The Department for Work and Pensions (DWP) has confirmed that Personal Independence Payment (PIP) is likely to be scrapped for two health conditions: ADHD and autism. DWP boss Pat McFadden has issued an update on potential welfare and benefits reforms, indicating that eligibility rules for these conditions are set to be tightened or reworked.
Background on the Timms Review
The update comes amid the ongoing Timms Review, co-chaired by Sir Stephen Timms. The review is examining how PIP should change in response to a ballooning welfare bill and a system that has sparked concerns among Conservative and Reform MPs. The PIP claimant list has reached four million, with the Timms Review set to submit its interim report this summer.
“These numbers tripled… between 2020 [and] 2024 and they’ve continued to rise,” McFadden told the I Newspaper. He noted that conditions like ADHD and autism were less widely diagnosed when the system was designed 13 years ago.
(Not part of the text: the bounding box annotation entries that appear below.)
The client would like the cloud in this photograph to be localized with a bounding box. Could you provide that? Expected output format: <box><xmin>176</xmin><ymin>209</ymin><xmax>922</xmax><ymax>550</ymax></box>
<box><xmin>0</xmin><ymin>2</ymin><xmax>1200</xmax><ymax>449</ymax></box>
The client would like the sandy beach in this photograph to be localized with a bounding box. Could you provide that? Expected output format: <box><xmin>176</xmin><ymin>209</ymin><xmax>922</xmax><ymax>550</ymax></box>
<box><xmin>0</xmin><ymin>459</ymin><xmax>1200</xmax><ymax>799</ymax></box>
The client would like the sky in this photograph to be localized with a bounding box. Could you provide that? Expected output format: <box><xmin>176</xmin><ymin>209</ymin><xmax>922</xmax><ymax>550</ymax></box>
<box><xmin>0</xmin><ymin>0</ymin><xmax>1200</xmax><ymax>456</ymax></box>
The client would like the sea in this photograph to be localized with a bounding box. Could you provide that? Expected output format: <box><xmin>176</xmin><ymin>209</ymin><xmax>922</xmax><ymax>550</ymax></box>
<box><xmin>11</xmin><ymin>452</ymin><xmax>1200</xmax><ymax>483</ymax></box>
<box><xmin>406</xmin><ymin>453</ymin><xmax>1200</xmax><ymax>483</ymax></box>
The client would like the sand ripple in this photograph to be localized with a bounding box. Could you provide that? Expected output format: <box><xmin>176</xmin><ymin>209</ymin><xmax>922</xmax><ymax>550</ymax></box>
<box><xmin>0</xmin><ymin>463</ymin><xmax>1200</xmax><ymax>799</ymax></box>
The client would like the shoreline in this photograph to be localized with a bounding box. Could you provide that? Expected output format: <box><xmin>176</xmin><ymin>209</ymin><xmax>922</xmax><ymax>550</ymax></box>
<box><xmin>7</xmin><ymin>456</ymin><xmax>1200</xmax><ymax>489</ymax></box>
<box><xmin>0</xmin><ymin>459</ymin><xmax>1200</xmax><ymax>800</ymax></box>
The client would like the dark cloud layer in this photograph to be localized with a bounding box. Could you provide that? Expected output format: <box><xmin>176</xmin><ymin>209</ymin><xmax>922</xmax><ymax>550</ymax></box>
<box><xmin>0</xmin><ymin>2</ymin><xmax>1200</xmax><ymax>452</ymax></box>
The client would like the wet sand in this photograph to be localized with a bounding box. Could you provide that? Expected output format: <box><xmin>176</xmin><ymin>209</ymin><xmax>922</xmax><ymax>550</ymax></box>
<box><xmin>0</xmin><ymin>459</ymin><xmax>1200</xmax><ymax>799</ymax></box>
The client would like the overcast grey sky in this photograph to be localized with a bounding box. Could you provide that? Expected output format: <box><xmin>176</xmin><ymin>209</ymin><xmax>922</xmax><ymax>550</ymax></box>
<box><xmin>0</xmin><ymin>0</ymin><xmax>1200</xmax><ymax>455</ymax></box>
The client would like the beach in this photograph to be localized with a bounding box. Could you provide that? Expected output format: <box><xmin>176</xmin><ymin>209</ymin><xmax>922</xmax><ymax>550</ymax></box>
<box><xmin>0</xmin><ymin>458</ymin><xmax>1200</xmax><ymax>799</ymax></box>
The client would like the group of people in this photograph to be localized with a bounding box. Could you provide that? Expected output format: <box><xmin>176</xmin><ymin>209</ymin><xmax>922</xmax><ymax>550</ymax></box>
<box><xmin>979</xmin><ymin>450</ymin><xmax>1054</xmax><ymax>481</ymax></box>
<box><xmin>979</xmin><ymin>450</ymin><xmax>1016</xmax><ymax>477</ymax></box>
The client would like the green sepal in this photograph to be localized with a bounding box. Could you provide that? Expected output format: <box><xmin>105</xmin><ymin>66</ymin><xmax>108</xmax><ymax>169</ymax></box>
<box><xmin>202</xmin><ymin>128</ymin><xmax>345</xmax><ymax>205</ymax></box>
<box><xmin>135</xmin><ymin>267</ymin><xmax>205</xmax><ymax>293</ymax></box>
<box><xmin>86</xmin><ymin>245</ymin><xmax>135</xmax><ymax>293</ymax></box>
McFadden's Comments on Assessment Process
McFadden stated, “I spoke to the Timms review panel… a few months ago and I said one of the things to consider from a system that was designed 13 years ago is whether the assessment process is really fit for the range of conditions and the rise in the reports of some conditions… and also to be ambitious about if they conclude that it hasn’t taken into account those things enough about what the future might look like now.” He added that he expected “that whole question of the assessment and different conditions will be quite central to their work.”
Impact on Claimants and Future Reforms
The I paper reports that McFadden has given the “clearest indication yet that eligibility rules for conditions such as ADHD and autism are set to be tightened or reworked.” The Timms Review continues, with PIP figures showing that 100,000 more claimants are on PIP for conditions like autism and ADHD. Any benefits cuts would be pushed through by Andy Burnham, the new Prime Minister after he succeeds Sir Keir Starmer.